Self harm
I burnt myself - deliberately - for the first time 2 nights ago. I didn’t realise, until I found this site, that I’ve been self-injuring for the last 13 years. At least. As a kid I was always picking at scabs, and I’m a nail biter (though I stop every so often, and it’s now rare that I bite right down to rawness, I pick at the cuticles and skin around my nails. They’re ugly!).
But I remember the day when I started. I was at Uni. I was trying to wax my legs for the first time, because short-sightedness, heavy-handedness and razors on legs don’t go together, and my room mate couldn’t cope with my wincing. So I was left with partially done legs. And a pair of tweezers to pluck the rogue hairs out.
And then I guess I realised there was a certain satisfaction in the pain of pulling the hairs out. I was depressed during most of my 3 years of Uni, I now realise had been for years before, and probably still am at a low level now.
So now, give me a pair of tweezers and I’m happy. I can create a whole heap of scabs, because sometimes the hairs are stubborn, sometimes they’re growing UNDER the skin and need to be dug out, and then there’s the last lost of scabs that need to come off. It’s become a habit. It doesn’t serve the purpose of dulling any obvious pain anymore. But it does serve the purpose of reinforcing my low self esteem and unworthiness. It keeps me from getting close, because who’s going to want to love a fruit loop with scabby, ugly legs?
But I did tell the guy from work what I’d done, with a little of the history, and he didn’t run away screaming. And has been in touch since! So obviously not everyone is as shallow and flaky as I expect them to be!
Of course, I’ve picked all 12 blisters from the burning incident, which will satisfy my dual “enjoyment” of picking, and will (hopefully!) leave a whole bunch of scars. Because I love scars: they always have a story, and can often be quite sexy. (The chef has one under his eye from where he was stabbed in a fight when he was a teenager. It’s sexy!) And even though I’m looking at them and can see they’re most definitely infected, part of me is looking forward to them scabbing over properly so’s I can rip the scabs off.
Because I think scabs are ugly, and even though I’ve done the cell biology at degree level and know that if you remove the scab another will form, the subconscious part of me believes that removing the scab will get rid of the problem. And then I just deal with the next one in the same way. Until eventually I’m too tired or distracted to pick and it gets a chance to heal properly. Or at least doesn’t form a pickable scab.

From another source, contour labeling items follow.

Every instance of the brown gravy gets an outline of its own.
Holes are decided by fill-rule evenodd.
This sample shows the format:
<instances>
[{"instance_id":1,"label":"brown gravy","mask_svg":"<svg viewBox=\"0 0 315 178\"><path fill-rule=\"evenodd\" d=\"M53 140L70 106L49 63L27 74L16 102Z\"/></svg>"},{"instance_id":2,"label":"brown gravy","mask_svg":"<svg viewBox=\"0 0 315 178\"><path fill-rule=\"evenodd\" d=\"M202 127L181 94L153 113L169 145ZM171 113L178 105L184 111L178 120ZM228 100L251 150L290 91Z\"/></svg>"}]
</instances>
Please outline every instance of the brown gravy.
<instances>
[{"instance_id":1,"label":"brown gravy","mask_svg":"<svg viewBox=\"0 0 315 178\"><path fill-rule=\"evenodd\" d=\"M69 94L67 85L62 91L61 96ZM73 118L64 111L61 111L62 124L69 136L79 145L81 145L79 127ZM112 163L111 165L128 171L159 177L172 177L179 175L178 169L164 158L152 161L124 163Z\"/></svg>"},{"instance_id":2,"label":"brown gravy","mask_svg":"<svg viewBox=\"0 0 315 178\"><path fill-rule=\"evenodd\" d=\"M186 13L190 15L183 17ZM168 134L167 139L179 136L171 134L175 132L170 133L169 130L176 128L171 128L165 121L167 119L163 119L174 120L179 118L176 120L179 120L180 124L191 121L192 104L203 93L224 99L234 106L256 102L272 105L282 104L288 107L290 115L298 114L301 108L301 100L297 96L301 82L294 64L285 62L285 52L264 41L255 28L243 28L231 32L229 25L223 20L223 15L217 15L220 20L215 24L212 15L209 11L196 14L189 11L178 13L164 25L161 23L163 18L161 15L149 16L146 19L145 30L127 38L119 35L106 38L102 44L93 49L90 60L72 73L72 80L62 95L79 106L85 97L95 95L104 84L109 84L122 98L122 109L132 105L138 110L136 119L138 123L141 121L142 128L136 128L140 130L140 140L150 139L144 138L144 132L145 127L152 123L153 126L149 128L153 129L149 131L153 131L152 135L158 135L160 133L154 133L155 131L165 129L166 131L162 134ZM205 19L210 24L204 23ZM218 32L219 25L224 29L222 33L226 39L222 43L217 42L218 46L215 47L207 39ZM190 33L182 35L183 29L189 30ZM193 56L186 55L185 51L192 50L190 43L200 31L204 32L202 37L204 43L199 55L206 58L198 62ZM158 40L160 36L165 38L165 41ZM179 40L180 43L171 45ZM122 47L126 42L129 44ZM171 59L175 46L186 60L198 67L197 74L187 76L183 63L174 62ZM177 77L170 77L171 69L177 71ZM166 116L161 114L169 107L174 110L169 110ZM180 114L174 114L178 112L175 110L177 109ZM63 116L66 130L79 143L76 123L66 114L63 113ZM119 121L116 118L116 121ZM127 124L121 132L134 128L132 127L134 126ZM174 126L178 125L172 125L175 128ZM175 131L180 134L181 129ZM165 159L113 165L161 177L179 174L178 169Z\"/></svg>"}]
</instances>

But I intend to see my GP this coming week, as now I’ve done something more serious once, I could do it again. This is obviously already an issue. I don’t want the new level of self-injury to become the norm. Hopefully he or she will put me back in touch with the mental health worker and we can go from there.
I’m actually a lot brighter today! I spent the morning in bed, psyching myself up to go out this evening to a birthday do where I’d only know a few people. We went to a kids’ jungle gym that they hire out to adults in the evenings, and I can’t remember the last time I had that much clean, childish fun! And I remember how I was actually a fairly happy, confident child. Until about the age of 9 when we moved.
But that’s a story for any therapist I end up with.